Mission accomplished? No, not really. While there is basically nothing wrong with the idea in general, there is a severe architectural downside. The rsync algorithm depends on a strong server component which, for each file, searches around and calculates checksums. In an environment where we potentially have a lot of clients connecting to one server that would create a huge load on it which we need to avoid. So what if instead of putting the burden on the server’s shoulder, we could make the clients take the responsibility?
And guess what, there has been somebody thinking about that before and he says:
Use ZSync for this!
ZSync basically turns the idea of rsync upside down and shifts the calculation of checksums away from the server and onto the clients. That means that with zsync, the server can keep a static list of checksums for every block specific to a version of a file. The list can for example be computed along the upload of the file to the server. From that point it does not change, as long as the file does not change. That means less computation work for the server, and maybe this job can also put into the client.
So far that sounds cool (even though some questions remain) and sounds like something that can help us.
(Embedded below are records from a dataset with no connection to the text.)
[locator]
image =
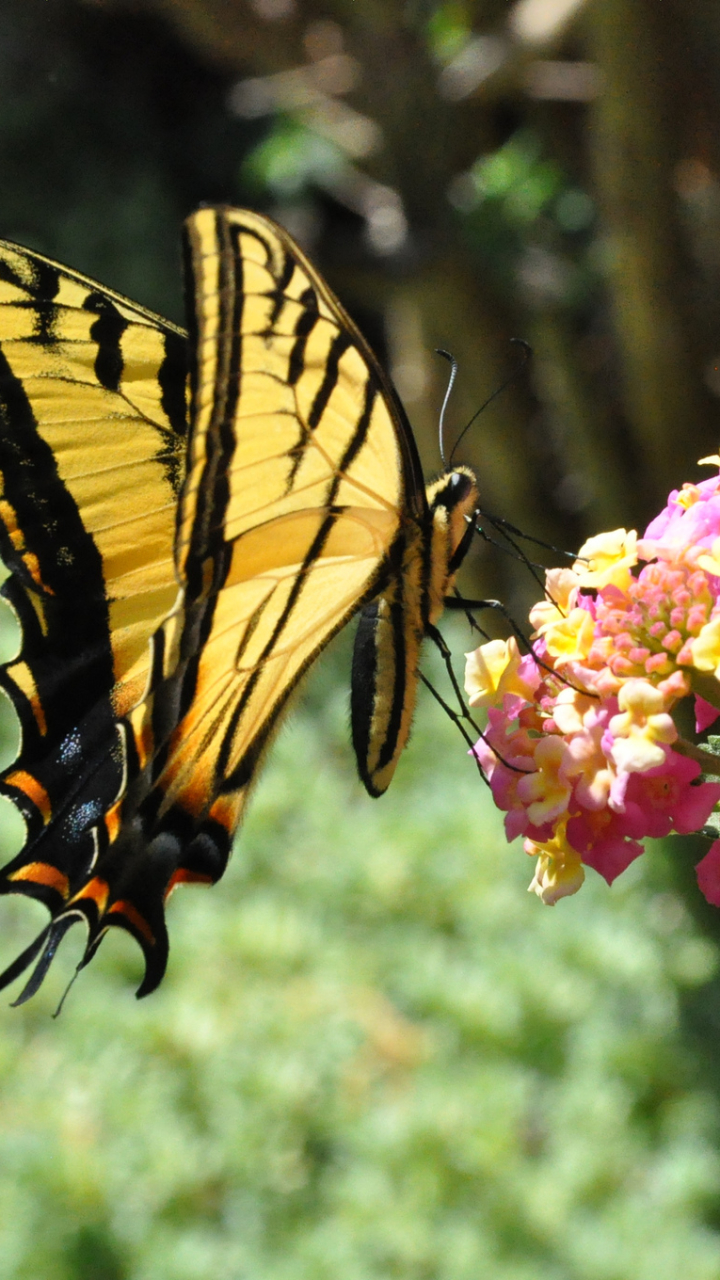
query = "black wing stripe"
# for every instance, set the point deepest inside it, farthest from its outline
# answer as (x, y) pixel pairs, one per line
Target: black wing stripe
(106, 332)
(71, 566)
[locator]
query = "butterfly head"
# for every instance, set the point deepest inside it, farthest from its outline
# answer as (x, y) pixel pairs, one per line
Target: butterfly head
(452, 501)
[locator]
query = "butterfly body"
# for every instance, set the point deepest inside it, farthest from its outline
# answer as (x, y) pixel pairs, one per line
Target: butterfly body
(187, 521)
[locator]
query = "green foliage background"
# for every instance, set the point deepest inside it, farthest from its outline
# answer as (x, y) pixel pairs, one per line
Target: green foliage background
(374, 1056)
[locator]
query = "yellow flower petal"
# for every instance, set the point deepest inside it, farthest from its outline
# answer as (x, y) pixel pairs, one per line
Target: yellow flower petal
(607, 558)
(559, 871)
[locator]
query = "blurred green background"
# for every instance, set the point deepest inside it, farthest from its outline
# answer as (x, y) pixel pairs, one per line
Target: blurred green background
(374, 1056)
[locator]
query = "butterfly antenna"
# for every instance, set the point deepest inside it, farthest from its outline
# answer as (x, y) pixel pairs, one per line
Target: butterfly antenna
(527, 353)
(447, 356)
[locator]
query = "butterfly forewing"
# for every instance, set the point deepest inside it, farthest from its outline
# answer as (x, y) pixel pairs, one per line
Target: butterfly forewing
(204, 611)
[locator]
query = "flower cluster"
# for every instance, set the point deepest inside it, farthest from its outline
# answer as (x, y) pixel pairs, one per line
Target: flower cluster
(580, 749)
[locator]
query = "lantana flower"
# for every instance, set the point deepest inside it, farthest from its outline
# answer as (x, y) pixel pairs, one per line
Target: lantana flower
(582, 750)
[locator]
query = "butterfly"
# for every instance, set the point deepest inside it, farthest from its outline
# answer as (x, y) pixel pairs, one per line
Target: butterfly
(187, 520)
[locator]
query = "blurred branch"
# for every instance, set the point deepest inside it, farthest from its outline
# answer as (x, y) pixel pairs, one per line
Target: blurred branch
(633, 152)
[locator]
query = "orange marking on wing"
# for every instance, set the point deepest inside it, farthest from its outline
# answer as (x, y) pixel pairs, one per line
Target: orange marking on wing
(32, 565)
(133, 915)
(113, 821)
(98, 890)
(32, 789)
(183, 877)
(9, 517)
(24, 680)
(42, 873)
(227, 810)
(142, 735)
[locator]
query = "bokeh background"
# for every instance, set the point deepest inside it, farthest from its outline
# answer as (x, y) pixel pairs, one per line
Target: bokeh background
(374, 1056)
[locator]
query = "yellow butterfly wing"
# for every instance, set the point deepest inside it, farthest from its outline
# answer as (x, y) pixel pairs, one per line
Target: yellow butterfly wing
(299, 474)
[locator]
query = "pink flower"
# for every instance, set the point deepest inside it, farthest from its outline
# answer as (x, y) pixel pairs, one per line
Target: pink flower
(579, 754)
(668, 800)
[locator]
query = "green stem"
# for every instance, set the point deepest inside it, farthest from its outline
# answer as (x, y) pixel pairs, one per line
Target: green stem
(709, 762)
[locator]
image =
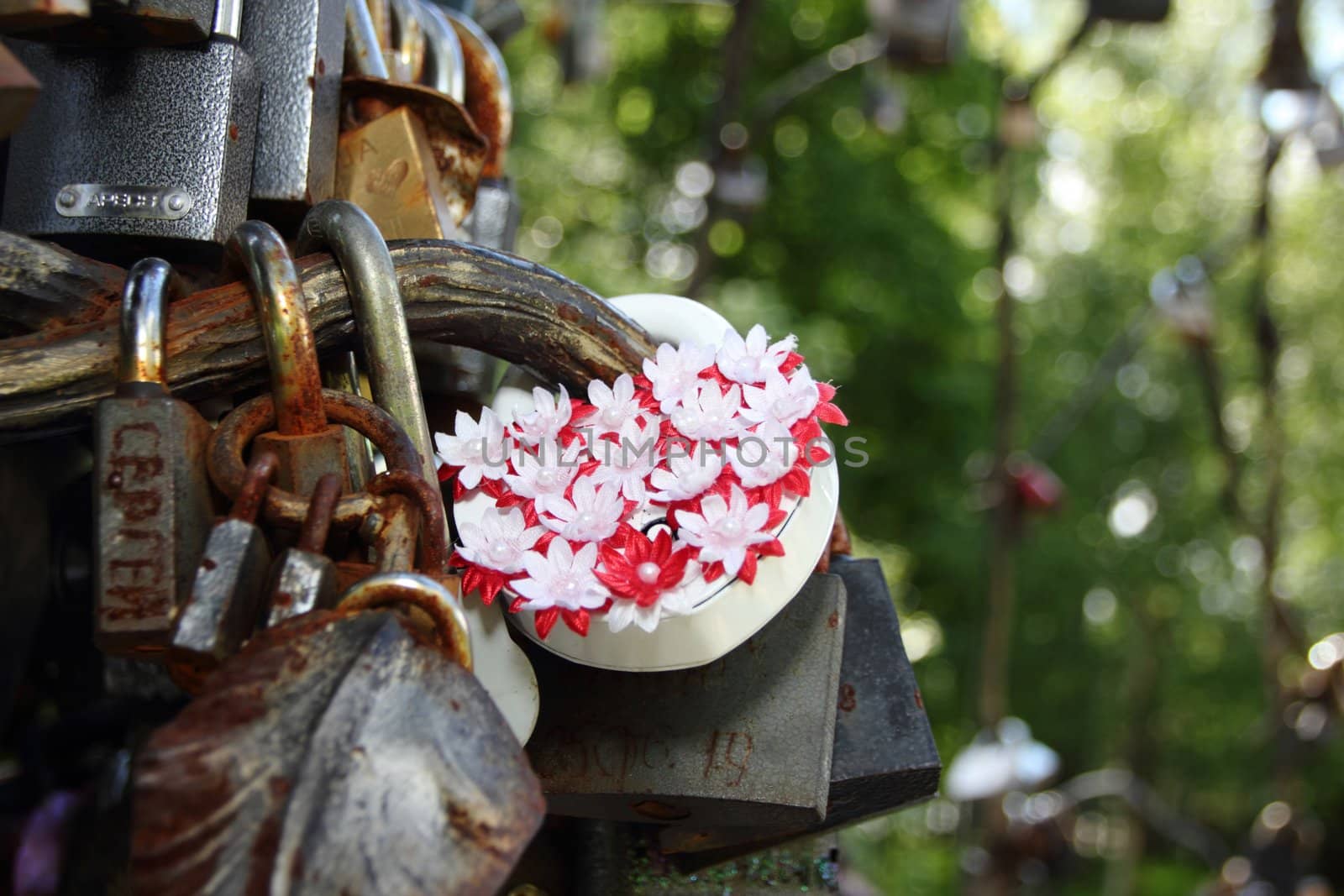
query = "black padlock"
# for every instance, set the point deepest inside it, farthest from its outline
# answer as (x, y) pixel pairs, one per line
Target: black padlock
(885, 754)
(1129, 9)
(743, 741)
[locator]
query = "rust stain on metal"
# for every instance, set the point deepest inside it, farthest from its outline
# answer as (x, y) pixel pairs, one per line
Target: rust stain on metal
(430, 504)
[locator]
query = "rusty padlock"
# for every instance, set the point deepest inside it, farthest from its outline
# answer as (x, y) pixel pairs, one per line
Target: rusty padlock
(743, 741)
(398, 537)
(354, 238)
(344, 752)
(409, 155)
(152, 499)
(885, 755)
(304, 441)
(230, 584)
(490, 100)
(433, 600)
(304, 578)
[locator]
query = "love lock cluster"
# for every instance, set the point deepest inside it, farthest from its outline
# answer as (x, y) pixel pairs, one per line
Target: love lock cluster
(635, 503)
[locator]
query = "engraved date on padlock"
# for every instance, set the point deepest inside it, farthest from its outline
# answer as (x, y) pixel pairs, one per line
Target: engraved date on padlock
(123, 201)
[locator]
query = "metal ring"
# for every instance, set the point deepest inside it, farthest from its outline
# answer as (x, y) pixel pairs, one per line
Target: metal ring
(225, 453)
(421, 591)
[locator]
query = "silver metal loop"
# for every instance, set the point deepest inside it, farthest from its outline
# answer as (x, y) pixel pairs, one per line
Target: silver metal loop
(421, 591)
(257, 250)
(354, 239)
(447, 69)
(144, 322)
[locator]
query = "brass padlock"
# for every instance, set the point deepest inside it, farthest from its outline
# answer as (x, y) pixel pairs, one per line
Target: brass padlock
(409, 155)
(743, 741)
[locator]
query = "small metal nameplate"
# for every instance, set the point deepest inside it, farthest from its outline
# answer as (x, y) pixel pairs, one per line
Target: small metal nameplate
(123, 201)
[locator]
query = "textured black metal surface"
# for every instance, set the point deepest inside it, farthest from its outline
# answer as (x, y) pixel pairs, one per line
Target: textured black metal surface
(161, 117)
(743, 741)
(299, 49)
(885, 755)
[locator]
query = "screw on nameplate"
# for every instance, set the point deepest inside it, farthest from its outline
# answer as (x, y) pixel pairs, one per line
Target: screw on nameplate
(123, 201)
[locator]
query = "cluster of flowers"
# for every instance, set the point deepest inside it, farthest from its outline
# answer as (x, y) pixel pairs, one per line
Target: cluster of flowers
(705, 448)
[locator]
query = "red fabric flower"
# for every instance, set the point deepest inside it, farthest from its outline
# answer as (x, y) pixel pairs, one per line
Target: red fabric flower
(645, 570)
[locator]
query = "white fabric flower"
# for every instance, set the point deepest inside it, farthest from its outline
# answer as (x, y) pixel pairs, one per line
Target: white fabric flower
(725, 530)
(709, 412)
(675, 371)
(550, 414)
(591, 513)
(783, 401)
(676, 602)
(561, 579)
(499, 540)
(628, 463)
(689, 474)
(480, 448)
(615, 405)
(764, 456)
(549, 470)
(750, 360)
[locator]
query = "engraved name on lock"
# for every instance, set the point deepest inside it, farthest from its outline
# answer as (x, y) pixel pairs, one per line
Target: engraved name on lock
(123, 201)
(136, 584)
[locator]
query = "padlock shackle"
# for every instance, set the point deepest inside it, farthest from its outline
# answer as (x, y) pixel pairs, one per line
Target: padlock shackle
(252, 418)
(407, 42)
(255, 481)
(448, 71)
(433, 519)
(354, 239)
(260, 254)
(143, 329)
(322, 506)
(421, 591)
(366, 51)
(490, 100)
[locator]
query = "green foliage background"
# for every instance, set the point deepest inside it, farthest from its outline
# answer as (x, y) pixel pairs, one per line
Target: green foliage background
(874, 248)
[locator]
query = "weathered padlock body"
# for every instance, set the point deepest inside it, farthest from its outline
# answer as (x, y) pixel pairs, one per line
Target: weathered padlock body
(118, 144)
(225, 597)
(381, 170)
(304, 458)
(18, 16)
(299, 51)
(885, 755)
(304, 578)
(338, 754)
(125, 23)
(154, 510)
(743, 741)
(304, 582)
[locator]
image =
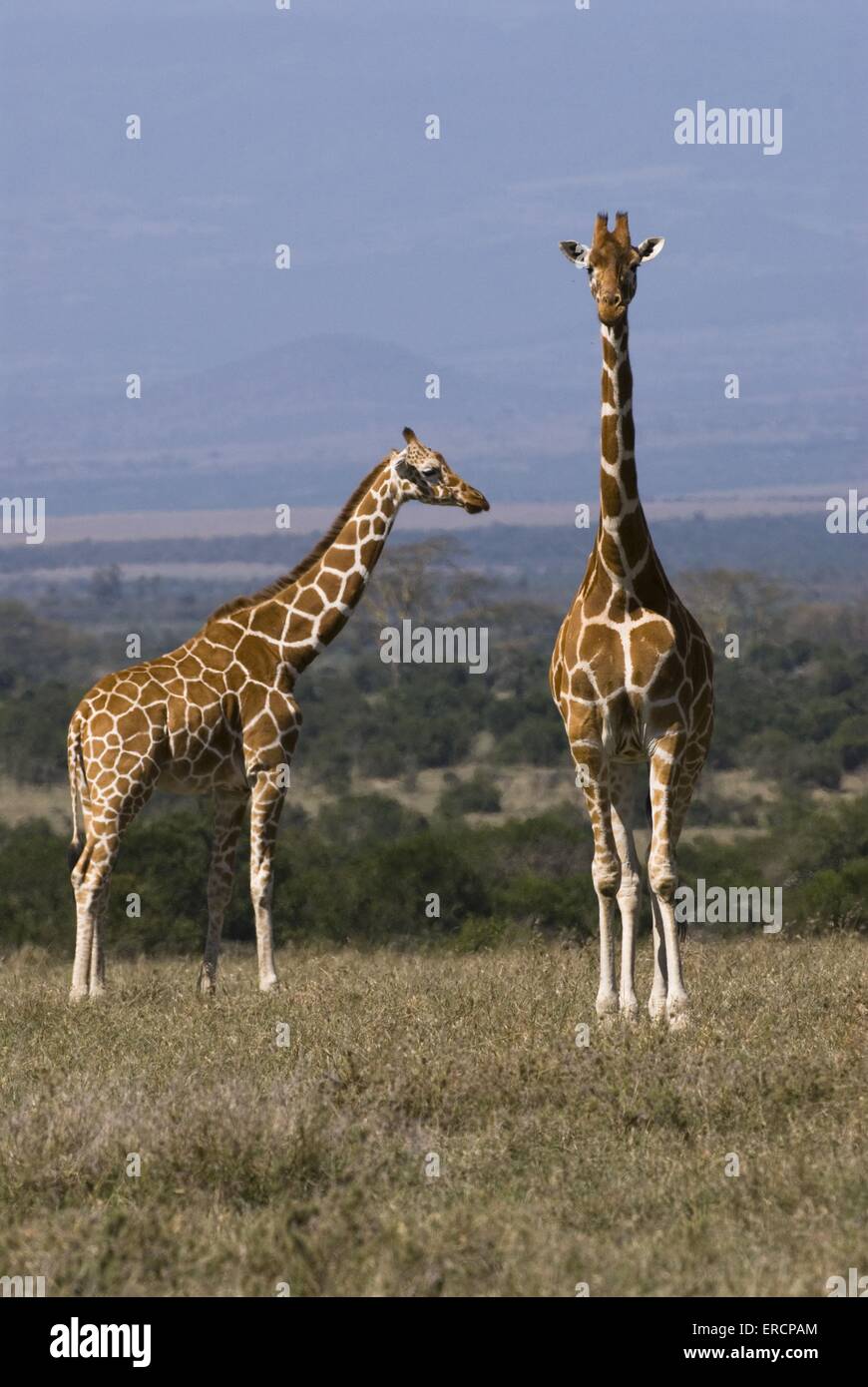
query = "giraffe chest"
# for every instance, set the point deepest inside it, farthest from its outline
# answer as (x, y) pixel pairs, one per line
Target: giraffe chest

Unfortunately, the approach does not work very well for compressed files. The reason is that if a file gets compressed, even if only a couple of bytes in the original file change, the compression algorithm usually changes a lot all over the entire file. As a result, the zsync algorithm can only compute a comparably large diff. Given the cost of computation that can turn inefficient quickly.
“But who uses compressed files?” you might argue. The problem is that almost each and every of the files in everyday life are stored compressed. This is for example true for Microsoft Office files and the Open Document files produced by LibreOffice and Apache OpenOffice. They are really renamed ZIP containers, that hold the documents with all its embedded files, etc.
Now of course you will reply that zsync has an improved algorithm for compressed files. Yes, true, that is a great thing. However, it involves that the compressed file gets uncompressed to be worked on by zsync. Afterwards it is compressed again. And that is the problem: As common compressors do not leave a hint behind _how_ the file was compressed, it is not possible to reliably recreate a file that is equivalent to the original one. How will apps react on a file that has changed its compression scheme?
As said above, yes, we will at one point of time implement something along the zsync algorithm. The explanations above should show however, that at the current state of ownCloud, other features will improve ownClouds performance, stability and convenience more. And that is the important thing for us, more than pleasing the loudest barking dogs.
Here is a rough outline of how I would move on on this, open for your suggestions and critique:
The zsync algorithm is designed to improve downloads. We need it for both up- and downloads, and it needs to be thought through if that is also possible. For the server side functionality, there are a couple of open questions which carefully have to be investigated. Preferably an app can be written that provides the handling of the zsync checksum lists. That has to be clarified and discussed, and that will take a while.
But as outlined above, this idea is only clever for a limited amount of file types. So what I would suggest first is that we get an idea of the file types users usually store in their ownCloud, so that we can do a validated estimate on how this feature helps. I will follow up on this first step.
Thanks for reading this long blog post. Thanks Danimo for lectorate.